Forum Discussion
Comparing Duplicates in Column A with Duplicates in Column B
Hello! I'm hoping there's a way to do this but I haven't figured it out yet so any help would be greatly appreciated.
I have two columns of data which have duplicate values in:
| Fruit | Quantity |
| Apple | 10 |
| Apple | 10 |
| Apple | 10 |
| Banana | 5 |
| Banana | 5 |
| Banana | 4 |
| Orange | 10 |
| Orange | 3 |
I'd like to be able to identify whether the duplicate rows in column A match up to the duplicate rows in column B. So, in my example, I'd like to be able to pick out "Apple" and "10" as a duplicate in both columns at the same time. As "Orange" also has a value of 10, it's not just a case of looking at the duplicates in both columns separately.
To make things more complicated, I also want to exclude "Bananas" from this as not all of its quantity values are duplicates, only two of them are. I'm unsure how best to do this.
Any help would be amazing! Thanks in advance!
I solved it using the following formula:
=AND(COUNTIFS($A$2:$A$11,A2,$B$2:$B$11,B2)>1,C2="Primary")Thanks for the help everyone!
7 Replies
- TheCharWestCopper Contributor
I solved it using the following formula:
=AND(COUNTIFS($A$2:$A$11,A2,$B$2:$B$11,B2)>1,C2="Primary")Thanks for the help everyone!
- PeterBartholomew1Silver Contributor
I returned the result because Apple is the only fruit not to feature in multiple distinct records.
= LET( FruitFreq, COUNTIFS(Fruit, Fruit), RecordFreq, COUNTIFS(Fruit, Fruit, Quantity, Quantity), UNIQUE(FILTER(Data, RecordFreq=FruitFreq)) ) - OliverScheurichGold Contributor
I understand you want to identify fruits which have only duplicates, like "Apples" and "10" in your example. Enter formula in D1 and copy down:
=COUNTIF($A$1:$A$8,A1)=COUNTIFS($A$1:$A$8,A1,$B$1:$B$8,B1)
Please compare / check solution in attached file.
- SergeiBaklanDiamond Contributor
- TheCharWestCopper Contributor
Hi SergeiBaklan and OliverScheurich - you have both given me answers which are actually really close to what I need, but I realised there's another complication to my data. I would actually like to pull out "Banana" as "True" as well, but only because its duplicate values are the highest values. If there was another "Orange - 5", I wouldn't want to include it as "Orange - 10" is higher.
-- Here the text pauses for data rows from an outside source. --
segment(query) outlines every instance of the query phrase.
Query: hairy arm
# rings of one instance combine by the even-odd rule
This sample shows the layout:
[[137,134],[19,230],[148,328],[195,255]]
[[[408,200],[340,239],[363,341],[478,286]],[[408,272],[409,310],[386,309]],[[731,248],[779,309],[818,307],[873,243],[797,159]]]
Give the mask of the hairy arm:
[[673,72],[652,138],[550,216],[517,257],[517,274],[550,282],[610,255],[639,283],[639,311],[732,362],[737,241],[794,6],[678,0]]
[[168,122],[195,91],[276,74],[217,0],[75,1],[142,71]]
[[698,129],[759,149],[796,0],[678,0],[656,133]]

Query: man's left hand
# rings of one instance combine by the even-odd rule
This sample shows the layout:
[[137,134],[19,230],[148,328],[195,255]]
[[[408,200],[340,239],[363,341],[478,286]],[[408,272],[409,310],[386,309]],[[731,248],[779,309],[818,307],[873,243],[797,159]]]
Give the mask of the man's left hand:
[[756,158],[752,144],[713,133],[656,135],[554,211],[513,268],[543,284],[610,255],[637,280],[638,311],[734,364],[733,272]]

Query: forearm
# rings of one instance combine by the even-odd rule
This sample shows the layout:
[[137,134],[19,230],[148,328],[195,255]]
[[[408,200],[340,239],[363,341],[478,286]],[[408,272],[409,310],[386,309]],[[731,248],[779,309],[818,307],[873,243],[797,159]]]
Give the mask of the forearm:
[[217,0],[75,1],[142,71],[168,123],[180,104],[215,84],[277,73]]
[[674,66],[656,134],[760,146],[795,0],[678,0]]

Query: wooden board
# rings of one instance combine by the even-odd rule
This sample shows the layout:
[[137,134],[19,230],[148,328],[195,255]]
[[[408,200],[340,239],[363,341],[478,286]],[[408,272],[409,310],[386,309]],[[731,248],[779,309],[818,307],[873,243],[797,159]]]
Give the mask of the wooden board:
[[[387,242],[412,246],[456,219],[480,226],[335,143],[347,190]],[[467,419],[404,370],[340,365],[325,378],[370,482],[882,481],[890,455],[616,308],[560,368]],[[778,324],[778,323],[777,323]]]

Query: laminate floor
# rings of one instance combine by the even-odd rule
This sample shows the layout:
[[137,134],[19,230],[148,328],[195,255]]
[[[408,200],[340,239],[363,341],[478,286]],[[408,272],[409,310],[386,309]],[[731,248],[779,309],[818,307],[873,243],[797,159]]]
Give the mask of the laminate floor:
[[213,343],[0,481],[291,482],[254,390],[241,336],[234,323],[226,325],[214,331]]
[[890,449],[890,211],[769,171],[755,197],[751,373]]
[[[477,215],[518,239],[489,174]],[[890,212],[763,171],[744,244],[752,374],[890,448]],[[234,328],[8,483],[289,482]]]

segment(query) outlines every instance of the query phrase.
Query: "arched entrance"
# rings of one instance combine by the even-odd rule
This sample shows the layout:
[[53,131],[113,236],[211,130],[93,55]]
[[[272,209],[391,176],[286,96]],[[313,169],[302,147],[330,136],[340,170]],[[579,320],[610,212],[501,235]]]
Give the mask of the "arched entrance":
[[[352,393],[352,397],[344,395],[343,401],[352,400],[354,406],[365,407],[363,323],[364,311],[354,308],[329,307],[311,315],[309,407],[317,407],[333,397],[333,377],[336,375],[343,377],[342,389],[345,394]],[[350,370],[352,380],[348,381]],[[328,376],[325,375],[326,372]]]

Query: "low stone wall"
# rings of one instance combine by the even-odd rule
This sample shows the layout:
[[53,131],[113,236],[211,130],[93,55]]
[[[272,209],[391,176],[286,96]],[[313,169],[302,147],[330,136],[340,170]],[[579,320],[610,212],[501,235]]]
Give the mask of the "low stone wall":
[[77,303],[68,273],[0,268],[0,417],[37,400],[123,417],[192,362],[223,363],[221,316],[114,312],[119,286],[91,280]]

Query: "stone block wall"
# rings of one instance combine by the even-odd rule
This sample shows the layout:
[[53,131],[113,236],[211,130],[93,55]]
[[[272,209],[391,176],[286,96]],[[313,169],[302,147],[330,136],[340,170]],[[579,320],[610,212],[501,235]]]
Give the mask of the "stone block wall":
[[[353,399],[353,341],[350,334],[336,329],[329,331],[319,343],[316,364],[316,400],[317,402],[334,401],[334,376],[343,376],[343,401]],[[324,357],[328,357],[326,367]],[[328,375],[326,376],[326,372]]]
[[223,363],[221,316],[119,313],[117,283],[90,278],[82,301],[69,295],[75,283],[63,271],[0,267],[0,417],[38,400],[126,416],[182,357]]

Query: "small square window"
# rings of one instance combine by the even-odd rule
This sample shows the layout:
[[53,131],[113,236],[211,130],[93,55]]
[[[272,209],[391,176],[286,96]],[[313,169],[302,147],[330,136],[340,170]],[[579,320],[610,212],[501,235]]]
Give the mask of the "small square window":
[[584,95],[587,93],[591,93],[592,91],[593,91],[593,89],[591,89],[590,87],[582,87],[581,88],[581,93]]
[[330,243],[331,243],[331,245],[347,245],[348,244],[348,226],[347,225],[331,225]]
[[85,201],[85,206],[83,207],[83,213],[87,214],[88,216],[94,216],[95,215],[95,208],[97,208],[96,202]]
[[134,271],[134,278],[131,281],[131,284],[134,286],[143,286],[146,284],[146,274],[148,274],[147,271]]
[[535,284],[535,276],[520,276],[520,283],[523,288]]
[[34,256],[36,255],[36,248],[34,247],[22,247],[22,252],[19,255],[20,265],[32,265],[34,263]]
Essentially, my data looks like this:
Fruit Quantity Primary
Apple 10 Primary
Apple 10 Primary
Apple 10 Primary
Banana 5 Primary
Banana 5 Primary
Banana 4 Duplicate
Orange 10 Primary
Orange 3 Duplicate
Orange 3 Duplicate
And I'd like to pick out where there is more than one Primary row per duplicate fruit. The primary record is the duplicate with the highest quantity score.- SergeiBaklanDiamond Contributor
Sorry, I didn't catch. Would you like "Banana 4 Duplicate" also shall be included? Perhaps you may add column within your file with results as they shall be in accordance to your logic.